In general, the high voltage regulators use a transformer or possibly another similar device to increase the supply voltage to the desired high voltage for driving the load. In general, the transformer has a relatively high turns ratio of ten or greater for typical photoflash applications.
FIG. 1 shows a prior art high voltage regulator used for charging a photoflash capacitor C1. A transformer T1 is used to transform an input power supply voltage VCC into a high voltage output. The current on the secondary side of the transformer T1 flows through a diode D1 to charge the capacitor C1. Various integrated circuitry is used to control the operation of the high voltage regulator. For example, a control section responsive to an enable pin and a charge request pin controls a power switch for delivering power to the transformer T1. In order to determine whether or not the output voltage of the secondary winding of the transformer T1 is at the proper output voltage, the prior art of FIG. 1 measures the back electromagnetic field (EMF) of the primary winding of the transformer T1. This can be used to deduce the output voltage on the secondary winding.
As seen in FIG. 1, after power is applied and a charge request is set, the voltage regulator periodically turns on the power switch until an internal set current is reached in the switch. The primary winding of the transformer T1 inductively kicks up past the positive supply VCC creating a proportionate change in voltage on the secondary. As the voltage on the capacitor C1 increases, the “kicked voltage” (also referred to as “back EMF”) on the primary winding of the transformer T1 also increases. The voltage regulator stops charging when the back EMF detected on the primary winding of the transformer T1 reaches a preset level which corresponds to a desired output voltage level. The detection is performed by the voltage comparator in conjunction with the voltage reference. The prior art method of FIG. 1 has an inherent inaccuracy due to the transformer's effective turns ratio.
A second prior art approach is shown in FIG. 2 where a resistor divider formed by resistors R1 and R2 is used.

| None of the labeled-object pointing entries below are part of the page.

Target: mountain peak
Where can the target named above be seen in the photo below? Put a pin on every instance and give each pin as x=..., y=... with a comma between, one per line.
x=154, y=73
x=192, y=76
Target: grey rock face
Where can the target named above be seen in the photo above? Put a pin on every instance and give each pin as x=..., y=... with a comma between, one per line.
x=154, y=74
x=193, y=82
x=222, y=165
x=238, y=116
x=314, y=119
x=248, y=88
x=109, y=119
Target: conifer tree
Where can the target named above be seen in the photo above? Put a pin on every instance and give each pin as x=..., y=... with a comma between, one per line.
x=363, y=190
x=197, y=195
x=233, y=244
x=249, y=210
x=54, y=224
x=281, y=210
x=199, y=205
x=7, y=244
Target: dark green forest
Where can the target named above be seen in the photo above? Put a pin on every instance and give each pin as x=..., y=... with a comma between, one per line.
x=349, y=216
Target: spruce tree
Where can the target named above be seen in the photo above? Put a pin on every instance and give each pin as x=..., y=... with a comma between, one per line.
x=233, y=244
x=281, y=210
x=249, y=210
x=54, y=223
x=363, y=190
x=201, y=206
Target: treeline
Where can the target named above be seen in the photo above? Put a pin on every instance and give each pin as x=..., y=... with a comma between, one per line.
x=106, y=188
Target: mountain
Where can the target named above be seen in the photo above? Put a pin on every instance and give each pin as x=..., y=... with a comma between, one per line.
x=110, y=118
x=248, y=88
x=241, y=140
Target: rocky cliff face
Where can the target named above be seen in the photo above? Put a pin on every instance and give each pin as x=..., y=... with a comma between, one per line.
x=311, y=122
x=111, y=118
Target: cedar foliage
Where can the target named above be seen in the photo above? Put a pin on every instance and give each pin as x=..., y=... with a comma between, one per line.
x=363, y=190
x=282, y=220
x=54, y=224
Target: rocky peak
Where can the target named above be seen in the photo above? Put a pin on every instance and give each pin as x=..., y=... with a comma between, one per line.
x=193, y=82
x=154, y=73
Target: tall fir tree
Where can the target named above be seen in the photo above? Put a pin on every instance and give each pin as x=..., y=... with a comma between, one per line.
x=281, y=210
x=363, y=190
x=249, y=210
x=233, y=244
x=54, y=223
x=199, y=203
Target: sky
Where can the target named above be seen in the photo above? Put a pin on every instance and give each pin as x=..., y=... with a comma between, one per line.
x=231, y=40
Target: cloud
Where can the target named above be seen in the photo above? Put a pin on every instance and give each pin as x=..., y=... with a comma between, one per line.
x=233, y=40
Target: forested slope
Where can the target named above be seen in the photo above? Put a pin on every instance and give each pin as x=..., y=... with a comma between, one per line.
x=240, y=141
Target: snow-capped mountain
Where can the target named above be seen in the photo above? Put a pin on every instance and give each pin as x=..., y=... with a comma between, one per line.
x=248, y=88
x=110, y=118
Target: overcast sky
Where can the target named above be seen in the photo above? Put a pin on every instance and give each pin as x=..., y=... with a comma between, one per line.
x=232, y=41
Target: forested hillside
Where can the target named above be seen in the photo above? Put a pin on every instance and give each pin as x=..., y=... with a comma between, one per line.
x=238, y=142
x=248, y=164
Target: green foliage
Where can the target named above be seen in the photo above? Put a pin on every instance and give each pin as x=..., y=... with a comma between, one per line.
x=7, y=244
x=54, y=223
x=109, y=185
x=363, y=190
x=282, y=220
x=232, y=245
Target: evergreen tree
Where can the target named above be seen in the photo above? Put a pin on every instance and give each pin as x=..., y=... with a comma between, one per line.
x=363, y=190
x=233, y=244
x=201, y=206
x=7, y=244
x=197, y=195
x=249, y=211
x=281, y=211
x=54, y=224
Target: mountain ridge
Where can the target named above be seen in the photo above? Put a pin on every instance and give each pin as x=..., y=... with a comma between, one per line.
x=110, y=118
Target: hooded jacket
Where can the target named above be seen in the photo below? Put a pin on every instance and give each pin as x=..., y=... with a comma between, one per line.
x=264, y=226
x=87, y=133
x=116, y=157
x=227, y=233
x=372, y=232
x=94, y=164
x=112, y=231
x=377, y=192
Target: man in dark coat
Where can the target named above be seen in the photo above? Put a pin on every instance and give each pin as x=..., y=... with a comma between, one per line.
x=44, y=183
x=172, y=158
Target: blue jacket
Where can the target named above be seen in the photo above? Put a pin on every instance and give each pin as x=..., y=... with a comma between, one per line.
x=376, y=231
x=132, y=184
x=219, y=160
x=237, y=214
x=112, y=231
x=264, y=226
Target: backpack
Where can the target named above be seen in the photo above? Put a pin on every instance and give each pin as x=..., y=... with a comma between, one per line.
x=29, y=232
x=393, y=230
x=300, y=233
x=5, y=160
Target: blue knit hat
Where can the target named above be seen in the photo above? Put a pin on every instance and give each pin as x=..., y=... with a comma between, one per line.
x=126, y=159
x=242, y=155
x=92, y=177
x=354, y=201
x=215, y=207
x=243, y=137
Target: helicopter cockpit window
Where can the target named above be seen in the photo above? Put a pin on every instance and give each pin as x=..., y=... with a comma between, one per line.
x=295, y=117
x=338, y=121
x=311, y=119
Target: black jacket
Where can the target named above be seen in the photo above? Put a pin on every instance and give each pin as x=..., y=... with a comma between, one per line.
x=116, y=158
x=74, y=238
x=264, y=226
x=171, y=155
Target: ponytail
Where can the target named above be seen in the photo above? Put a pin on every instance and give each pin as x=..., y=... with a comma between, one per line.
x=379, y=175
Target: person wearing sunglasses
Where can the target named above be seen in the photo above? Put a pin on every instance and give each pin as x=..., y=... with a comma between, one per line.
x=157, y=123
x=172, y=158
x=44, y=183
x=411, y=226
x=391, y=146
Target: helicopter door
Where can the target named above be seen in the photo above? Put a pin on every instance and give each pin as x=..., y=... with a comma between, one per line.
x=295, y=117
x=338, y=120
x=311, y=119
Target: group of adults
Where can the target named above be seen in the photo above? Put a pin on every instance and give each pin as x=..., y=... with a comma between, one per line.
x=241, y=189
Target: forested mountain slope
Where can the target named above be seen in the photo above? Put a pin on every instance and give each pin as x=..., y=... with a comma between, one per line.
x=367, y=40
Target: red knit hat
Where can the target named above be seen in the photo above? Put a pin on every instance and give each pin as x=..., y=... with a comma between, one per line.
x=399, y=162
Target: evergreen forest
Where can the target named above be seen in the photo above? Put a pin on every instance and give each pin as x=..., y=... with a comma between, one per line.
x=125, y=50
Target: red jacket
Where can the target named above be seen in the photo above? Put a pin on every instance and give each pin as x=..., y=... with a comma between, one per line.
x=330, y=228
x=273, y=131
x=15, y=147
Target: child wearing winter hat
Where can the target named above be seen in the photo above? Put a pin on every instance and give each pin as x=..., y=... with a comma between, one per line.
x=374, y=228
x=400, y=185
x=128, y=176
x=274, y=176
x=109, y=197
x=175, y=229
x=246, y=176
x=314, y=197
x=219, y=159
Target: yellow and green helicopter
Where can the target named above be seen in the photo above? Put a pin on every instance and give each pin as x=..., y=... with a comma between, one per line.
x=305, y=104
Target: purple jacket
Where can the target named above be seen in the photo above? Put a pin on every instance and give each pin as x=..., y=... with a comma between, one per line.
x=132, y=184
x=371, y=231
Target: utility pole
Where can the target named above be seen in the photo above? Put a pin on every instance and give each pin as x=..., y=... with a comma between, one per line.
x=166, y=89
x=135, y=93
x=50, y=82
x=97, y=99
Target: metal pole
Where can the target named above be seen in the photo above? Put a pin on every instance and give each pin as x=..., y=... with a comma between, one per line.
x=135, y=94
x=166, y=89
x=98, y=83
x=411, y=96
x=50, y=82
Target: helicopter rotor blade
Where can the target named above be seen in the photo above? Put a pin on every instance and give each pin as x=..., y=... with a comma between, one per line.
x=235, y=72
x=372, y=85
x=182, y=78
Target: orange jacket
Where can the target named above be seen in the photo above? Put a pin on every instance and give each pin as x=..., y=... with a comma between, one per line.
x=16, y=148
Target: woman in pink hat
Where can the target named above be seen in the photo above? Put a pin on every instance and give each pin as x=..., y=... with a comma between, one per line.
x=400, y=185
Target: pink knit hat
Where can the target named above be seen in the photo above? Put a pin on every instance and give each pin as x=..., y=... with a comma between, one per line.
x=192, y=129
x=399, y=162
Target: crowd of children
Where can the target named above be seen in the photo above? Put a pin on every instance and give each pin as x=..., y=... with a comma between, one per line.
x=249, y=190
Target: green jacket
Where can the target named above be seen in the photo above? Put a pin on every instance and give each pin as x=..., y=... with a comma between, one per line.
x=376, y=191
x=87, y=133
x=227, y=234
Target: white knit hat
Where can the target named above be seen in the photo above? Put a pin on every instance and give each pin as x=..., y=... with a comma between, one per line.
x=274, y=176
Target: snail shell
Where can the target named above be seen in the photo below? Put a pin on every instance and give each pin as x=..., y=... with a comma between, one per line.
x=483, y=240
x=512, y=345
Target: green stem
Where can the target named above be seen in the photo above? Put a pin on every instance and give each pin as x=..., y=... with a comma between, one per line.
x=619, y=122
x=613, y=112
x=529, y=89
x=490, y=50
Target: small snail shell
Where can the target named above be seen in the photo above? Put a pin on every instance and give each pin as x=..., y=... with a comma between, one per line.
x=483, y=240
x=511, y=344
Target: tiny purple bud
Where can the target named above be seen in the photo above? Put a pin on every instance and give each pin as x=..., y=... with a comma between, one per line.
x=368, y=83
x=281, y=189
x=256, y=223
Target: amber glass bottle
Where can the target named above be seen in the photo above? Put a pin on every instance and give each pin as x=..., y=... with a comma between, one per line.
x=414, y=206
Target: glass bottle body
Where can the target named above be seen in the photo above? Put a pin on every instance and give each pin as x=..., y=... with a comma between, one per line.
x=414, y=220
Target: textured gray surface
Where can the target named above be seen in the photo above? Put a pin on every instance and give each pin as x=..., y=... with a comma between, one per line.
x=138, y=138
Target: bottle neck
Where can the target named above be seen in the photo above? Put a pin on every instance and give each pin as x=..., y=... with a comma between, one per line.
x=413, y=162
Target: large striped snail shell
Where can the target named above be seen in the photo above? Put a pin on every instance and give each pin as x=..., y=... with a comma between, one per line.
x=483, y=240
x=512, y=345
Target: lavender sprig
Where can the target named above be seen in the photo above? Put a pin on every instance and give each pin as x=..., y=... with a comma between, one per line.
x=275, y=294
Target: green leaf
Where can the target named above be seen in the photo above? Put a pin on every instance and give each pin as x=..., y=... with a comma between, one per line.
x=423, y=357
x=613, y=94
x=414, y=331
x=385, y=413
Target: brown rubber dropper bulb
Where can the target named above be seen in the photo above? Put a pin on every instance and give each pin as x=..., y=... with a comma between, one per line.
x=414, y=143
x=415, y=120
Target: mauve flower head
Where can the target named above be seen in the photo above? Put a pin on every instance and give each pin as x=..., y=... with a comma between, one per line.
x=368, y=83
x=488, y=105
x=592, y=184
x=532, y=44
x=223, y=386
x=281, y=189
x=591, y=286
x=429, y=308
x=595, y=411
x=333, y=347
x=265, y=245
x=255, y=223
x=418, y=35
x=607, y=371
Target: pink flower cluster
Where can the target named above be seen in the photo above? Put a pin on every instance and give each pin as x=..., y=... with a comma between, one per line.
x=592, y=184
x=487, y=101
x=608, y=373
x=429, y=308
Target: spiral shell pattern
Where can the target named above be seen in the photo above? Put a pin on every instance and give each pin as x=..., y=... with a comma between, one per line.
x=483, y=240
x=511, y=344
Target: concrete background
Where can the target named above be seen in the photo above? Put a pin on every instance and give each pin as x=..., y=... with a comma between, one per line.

However, this configuration has a disadvantage of leaking charge off of the capacitor C1. This is a disadvantage if the output is meant to hold its voltage between charging cycles. Still another prior art method shown in FIG. 3 uses the resistor divider but with an extra diode from the transformer output. Both methods have either the problem of very slow response for high impedance dividers or the problem of too much loading on the output for low impedance dividers. An additional capacitor will hold the peak long enough for a high impedance divider to measure the output voltage, but high voltage capacitors are costly.
The present invention provides an improved high voltage regulator.